Yesterday I was so busy I had no time for my daily workout or for blogging. I had to get up at 6:30--a real pain since I'm not used to sleeping until about 7:45. Went to the office, after hurried stops at grocery and pharmacy, for a 2-1/2 hour staff meeting--still can't believe it! Then I had to rush around to get things done so I wouldn't have to come in another day, took a lot of work home with me. Went to lunch with a visiting author who happens to be married to someone I knew a long time ago--delightful. I took them to Ellerbee's, my new favorite spot, and I had a tomato, lemon aioli, basil sandwich on bread that had some kind of cheese and flecks of prosciutto in it--delicious. Maybe my new favorite. Came home to emails that I hadn't looked at all day--Sisters in Crime, and their sub-group, AgentQuest, are most helpful sites but they can absolutely drown you in emails. It was four o'clock before I took care of all that--and a few business emails--and took a quick nap, waking up at five to realize I had company coming at 6:30. Fortunately dinner was easy--leftover chicken loaf, asparagus I would roast in the oven, and a salad.

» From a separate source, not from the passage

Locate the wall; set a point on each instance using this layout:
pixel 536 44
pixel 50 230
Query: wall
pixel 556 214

Jeannie and Jim came because I had questions for Jim, my financial advisor--and he reassured me I'd done the right thing getting out of a money market fund. They loved the salad, which is so easy: you rub a good wooden bowl with garlic, then with salt and dry mustard. Put some blue cheese (I like quite a bit) in the bowl. When ready to serve, mash the blue cheese in vinegar, plain old apple cider viengar, with a fork and then stir in olive oil, sort of according to the traditional wisdom of 2 parts oil to 1 part vinegar. (Sometimes when Jordan does this, because she loves it too, she gets it so tart you sort of pucker when you eat it!) Then just tear up lettuce in the bowl and toss. I should have made twice the amount I did last night.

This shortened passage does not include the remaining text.